Since the presidency of George Washington, only one thing could be said to be totally consistent - that no President had the job for more than two full terms. Washington had been asked to run for a third term in 1796, but he made it quite clear that he had no intention of doing so; that an orderly transition of power was needed to set the Constitution in stone. And so it was for almost 150 years.

Franklin Delano Roosevelt was first elected President in 1932, and re-elected in 1936. When it came time for the Democrats to nominate a candidate for the Presidency in 1940, two things had happened. First, the Republicans had made great gains in Congress in the 1938 elections. And Hitler happened. Europe was in the throes of a great war, with trouble in the Pacific, too. A change away from Roosevelt, who had lead the nation through the Great Depression, did not seem wise. He was nominated for an unprecedented third term, and won. It was not a landslide victory, however, and it is debatable that FDR would have had a third term had it not been for the war. When 1944 rolled around, changing leaders in the middle of World War II, which the United States was now fully engaged in, also seemed unwise, and FDR ran for and was elected to, a fourth term.
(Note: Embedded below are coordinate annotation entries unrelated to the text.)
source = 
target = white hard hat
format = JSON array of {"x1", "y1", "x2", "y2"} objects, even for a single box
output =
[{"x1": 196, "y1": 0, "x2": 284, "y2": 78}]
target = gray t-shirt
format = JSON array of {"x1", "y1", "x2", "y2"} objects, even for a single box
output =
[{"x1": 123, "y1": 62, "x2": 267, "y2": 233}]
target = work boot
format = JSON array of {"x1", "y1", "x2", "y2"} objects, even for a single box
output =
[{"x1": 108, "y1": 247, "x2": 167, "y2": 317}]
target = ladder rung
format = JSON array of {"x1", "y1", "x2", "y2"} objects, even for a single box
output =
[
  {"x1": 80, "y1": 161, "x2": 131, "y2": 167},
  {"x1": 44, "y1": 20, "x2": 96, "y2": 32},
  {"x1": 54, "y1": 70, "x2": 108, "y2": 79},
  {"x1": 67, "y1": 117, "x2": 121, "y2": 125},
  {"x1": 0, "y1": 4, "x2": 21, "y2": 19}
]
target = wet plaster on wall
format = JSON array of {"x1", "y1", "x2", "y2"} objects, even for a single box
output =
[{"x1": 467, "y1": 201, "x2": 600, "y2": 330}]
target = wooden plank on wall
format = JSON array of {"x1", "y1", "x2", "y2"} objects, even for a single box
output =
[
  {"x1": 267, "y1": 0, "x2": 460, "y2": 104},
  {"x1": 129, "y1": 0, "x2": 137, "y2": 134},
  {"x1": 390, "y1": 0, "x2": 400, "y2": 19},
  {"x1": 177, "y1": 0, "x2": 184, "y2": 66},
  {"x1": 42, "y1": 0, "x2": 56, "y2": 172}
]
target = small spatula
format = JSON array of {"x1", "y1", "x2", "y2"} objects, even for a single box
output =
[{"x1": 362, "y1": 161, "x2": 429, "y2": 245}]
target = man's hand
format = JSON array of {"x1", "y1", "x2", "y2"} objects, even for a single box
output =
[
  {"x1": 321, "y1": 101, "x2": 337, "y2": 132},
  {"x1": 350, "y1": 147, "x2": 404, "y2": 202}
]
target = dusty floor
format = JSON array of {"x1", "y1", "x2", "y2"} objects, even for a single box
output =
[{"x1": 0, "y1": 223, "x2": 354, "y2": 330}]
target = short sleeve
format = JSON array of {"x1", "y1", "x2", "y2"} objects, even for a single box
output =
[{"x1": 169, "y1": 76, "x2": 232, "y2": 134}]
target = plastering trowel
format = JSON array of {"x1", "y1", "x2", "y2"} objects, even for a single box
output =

His life was nearly over, however, and his Vice President, Harry Truman, became President upon FDR's death less than 100 days after his inauguration. Though FDR's leadership was seen by many as a key reason that the U.S. came out of WWII victorious, the Congress was determined, once the war ended, to ensure that Washington's self-imposed two-term limit become the law of the land. Specifically excepting Truman from its provisions, the 22nd Amendment passed Congress on March 21, 1947. After Truman won a second term in 1948, it was ratified on February 27, 1951. Truman could have run for a third term, but bowed out early before campaigning began.